Conspiracy: Peter Thiel, Hulk Hogan, Gawker, and the Anatomy of Intrigue
“Even now, it still feels too surreal to be true,” said Rowland Manthorpe in Wired.co.uk. Nearly two years ago, former pro wrestler Hulk Hogan—backed by billionaire venture capitalist Peter Thiel—succeeded in bankrupting Gawker.com with a lawsuit that began when the popular online news organization posted a short video of Hogan (real name Terry Bollea) having sex with his best friend’s wife. Author Ryan Holiday’s lively new account of Gawker’s takedown sheds new light on the zealousness with which Thiel pursued vengeance against the site, while offering a surprising argument that such brilliant secret plotting should be applauded. “Agree or disagree, it’s all part of the pleasure.”
“Holiday has written one helluva page-turner,” said William Cohan in The NewYork Times. Thiel, as he has publicly admitted, had nursed a grudge against Gawker since 2007, when its offshoot that covered Silicon Valley outed Thiel as gay. Holiday reports that Thiel began actively working to undermine Gawker four years later when a young Australian, identified in the book only as Mr. A, persuaded him that he could destroy Gawker by spending $10 million on researchers and lawyers hired to identify a vulnerability and then sue. Thiel has since admitted that he and A also consid ered illegal methods of achieving their goal before dismissing that route. Then Hogan’s video popped up, and Thiel’s lawyers jumped on the opportunity, devising an unorthodox claim of privacy invasion and funneling enough money to Hogan that he could turn down a lucrative settlement offer and go for the kill.

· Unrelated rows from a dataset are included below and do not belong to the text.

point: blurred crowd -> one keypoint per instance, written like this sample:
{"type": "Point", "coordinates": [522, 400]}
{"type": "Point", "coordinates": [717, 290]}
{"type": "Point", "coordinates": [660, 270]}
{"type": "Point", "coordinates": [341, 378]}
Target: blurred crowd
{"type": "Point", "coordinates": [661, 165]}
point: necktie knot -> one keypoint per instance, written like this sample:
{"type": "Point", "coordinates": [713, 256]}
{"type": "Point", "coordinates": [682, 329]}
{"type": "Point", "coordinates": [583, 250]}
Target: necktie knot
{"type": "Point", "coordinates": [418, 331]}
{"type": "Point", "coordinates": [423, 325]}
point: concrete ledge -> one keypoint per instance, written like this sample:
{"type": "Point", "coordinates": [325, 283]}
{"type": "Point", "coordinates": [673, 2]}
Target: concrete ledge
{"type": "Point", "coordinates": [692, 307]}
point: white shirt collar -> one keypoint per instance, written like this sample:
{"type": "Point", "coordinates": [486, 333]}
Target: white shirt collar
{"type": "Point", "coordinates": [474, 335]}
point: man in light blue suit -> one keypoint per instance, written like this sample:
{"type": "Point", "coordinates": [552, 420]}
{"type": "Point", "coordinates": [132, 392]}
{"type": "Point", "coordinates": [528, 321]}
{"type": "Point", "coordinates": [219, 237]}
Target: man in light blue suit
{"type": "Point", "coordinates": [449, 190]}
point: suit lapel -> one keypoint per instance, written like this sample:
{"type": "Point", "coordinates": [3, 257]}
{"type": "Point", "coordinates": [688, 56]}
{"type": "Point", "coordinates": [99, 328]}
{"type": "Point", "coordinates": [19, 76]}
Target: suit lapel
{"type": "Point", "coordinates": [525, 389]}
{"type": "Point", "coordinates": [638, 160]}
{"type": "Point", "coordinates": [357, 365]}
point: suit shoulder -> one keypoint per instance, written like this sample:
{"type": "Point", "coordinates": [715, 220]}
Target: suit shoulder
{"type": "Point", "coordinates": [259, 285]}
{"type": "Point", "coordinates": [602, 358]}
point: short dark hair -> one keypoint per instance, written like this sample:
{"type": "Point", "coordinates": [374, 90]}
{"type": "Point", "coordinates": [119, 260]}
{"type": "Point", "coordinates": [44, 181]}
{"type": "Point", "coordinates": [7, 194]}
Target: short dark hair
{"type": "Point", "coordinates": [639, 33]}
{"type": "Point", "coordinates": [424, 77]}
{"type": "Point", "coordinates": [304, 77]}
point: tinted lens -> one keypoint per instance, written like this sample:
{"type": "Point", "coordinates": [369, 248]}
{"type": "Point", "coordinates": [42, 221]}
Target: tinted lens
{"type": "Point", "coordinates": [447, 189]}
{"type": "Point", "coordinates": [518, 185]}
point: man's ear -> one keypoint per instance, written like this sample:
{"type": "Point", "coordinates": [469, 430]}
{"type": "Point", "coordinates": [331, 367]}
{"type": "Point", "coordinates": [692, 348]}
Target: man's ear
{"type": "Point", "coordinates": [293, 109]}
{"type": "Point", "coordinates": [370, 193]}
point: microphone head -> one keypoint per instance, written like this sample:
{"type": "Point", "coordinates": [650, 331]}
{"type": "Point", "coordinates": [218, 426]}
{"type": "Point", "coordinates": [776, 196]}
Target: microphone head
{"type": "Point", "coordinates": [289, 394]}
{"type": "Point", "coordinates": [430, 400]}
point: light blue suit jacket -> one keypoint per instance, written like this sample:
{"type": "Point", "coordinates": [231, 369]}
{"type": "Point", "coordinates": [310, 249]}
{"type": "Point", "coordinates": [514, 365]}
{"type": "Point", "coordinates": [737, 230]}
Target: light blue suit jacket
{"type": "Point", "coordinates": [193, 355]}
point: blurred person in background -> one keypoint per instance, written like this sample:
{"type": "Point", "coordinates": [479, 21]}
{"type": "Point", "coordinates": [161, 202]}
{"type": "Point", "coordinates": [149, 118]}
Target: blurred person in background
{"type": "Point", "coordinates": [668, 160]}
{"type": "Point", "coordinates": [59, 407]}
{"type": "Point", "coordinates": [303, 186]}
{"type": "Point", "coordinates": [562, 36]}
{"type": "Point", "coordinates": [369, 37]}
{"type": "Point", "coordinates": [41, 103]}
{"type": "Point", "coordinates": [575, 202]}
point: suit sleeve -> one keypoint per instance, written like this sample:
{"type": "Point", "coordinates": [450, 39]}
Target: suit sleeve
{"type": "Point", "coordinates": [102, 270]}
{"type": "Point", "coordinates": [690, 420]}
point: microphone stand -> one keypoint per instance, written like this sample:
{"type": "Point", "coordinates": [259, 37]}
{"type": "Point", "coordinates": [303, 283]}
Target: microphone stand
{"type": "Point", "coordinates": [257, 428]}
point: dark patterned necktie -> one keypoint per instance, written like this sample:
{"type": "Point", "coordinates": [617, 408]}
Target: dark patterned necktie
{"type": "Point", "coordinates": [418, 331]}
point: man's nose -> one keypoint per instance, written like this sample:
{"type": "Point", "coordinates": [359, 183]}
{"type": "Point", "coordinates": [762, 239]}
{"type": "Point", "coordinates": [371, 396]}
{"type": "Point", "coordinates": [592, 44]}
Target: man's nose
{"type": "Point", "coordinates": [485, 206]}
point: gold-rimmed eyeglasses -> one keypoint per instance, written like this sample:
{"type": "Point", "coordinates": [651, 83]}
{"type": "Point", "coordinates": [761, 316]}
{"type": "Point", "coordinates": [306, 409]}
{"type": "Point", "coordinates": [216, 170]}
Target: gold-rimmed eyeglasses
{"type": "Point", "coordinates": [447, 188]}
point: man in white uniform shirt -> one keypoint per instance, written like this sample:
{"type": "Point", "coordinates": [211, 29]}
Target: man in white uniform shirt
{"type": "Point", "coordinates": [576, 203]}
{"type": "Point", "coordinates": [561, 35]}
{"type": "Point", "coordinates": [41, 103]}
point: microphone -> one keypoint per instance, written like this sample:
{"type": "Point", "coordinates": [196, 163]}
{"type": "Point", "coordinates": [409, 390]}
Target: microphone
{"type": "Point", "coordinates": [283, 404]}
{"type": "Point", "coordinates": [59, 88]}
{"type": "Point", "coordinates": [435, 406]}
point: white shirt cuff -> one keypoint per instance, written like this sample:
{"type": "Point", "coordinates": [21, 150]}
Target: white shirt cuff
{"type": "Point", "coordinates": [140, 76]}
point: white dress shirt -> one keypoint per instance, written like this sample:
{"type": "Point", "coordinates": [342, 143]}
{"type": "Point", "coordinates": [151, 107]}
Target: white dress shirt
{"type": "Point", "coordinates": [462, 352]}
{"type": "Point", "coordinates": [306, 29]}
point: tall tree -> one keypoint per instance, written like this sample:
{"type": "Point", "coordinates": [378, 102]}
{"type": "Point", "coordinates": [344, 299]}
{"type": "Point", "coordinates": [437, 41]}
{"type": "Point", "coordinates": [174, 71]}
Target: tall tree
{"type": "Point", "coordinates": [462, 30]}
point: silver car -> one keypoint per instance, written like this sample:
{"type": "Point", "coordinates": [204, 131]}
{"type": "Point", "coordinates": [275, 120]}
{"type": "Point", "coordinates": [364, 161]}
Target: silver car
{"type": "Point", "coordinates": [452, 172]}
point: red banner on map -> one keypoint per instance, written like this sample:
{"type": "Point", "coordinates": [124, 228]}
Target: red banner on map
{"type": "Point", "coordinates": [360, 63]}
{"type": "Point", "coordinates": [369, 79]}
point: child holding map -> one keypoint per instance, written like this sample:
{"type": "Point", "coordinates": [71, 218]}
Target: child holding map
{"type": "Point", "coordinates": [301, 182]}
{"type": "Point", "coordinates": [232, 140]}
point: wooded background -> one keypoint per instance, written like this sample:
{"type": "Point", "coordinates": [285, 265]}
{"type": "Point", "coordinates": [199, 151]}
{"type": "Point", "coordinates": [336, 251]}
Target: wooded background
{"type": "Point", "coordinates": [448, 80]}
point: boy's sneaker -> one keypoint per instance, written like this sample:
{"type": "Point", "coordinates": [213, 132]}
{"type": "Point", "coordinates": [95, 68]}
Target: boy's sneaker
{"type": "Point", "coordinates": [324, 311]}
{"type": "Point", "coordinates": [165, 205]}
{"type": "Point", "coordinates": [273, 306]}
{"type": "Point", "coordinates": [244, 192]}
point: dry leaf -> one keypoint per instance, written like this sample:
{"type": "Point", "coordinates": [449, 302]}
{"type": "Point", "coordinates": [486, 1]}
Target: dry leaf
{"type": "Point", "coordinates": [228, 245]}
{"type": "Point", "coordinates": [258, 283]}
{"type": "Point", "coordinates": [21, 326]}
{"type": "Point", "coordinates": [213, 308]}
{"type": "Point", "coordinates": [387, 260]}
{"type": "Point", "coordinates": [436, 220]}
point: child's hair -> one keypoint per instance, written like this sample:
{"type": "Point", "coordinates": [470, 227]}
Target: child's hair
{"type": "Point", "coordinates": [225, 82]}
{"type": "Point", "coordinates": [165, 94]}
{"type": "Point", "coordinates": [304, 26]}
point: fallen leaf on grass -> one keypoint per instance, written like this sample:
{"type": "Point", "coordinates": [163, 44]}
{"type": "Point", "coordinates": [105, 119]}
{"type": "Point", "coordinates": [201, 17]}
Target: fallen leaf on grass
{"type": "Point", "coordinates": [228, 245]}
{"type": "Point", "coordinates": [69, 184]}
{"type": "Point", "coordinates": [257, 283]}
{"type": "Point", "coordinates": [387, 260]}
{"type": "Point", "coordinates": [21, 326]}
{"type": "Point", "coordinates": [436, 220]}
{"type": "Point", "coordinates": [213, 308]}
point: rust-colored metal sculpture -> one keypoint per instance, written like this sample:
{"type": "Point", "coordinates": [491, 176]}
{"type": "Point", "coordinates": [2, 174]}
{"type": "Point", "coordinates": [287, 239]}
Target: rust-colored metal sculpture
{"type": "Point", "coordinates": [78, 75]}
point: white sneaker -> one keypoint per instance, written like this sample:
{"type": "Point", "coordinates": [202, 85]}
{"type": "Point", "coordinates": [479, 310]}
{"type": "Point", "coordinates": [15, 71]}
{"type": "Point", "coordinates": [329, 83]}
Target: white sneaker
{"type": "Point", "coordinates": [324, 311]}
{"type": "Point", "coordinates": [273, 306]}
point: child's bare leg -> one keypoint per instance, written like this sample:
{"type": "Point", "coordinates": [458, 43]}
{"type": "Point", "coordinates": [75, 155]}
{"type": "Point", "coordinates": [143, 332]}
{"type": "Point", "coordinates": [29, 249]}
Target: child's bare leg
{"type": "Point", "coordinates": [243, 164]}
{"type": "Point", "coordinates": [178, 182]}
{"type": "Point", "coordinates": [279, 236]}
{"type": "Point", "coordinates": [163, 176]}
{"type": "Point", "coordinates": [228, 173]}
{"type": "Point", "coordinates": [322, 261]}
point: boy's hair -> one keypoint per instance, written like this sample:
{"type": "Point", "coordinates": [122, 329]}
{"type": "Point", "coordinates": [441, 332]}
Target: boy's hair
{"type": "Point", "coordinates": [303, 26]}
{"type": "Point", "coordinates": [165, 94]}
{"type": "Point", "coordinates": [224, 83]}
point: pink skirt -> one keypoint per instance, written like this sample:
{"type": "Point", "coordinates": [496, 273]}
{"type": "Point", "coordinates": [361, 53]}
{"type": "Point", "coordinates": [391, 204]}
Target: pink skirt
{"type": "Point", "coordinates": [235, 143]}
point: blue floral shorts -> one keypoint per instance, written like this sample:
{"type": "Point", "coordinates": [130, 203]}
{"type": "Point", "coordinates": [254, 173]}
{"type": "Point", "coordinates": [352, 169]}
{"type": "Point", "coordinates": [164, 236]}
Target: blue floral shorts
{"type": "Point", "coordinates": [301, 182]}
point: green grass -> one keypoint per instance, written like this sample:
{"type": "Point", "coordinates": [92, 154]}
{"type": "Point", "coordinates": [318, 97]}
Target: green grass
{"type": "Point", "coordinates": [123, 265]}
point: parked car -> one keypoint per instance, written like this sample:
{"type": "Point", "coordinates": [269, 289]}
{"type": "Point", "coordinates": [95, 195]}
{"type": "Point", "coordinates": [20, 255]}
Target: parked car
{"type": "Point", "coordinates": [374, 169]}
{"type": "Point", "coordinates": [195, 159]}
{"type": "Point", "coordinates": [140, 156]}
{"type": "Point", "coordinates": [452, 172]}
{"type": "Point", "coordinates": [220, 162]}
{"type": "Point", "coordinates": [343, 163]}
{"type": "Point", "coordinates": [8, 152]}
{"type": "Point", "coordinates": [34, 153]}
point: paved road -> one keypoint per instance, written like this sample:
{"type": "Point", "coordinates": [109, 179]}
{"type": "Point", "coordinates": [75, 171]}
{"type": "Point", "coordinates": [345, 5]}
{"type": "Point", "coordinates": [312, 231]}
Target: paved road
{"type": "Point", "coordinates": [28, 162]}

Though his book acknowledges that Thiel wanted more from the suit than he achieved, “Holiday doesn’t reach the intellectually honest conclusion, that Thiel’s conspiracy was a failure,” said Alyssa Rosenberg in The Washington Post. Yes, Gawker as it was known is dead. But Thiel also brought himself more notoriety, instead of regaining the privacy he valued, and he’s not made the internet at all more civil. He has marginally helped his image by opening up about why he targeted Gawker, explaining, for example, that he believes the mavericks who drive progress need freedom to operate without having to worry that their personal secrets will be exposed by a self-appointed watchdog. But he’ll forever be the billionaire who used his wealth to silence a news outlet he didn’t like. That makes him the story’s villain.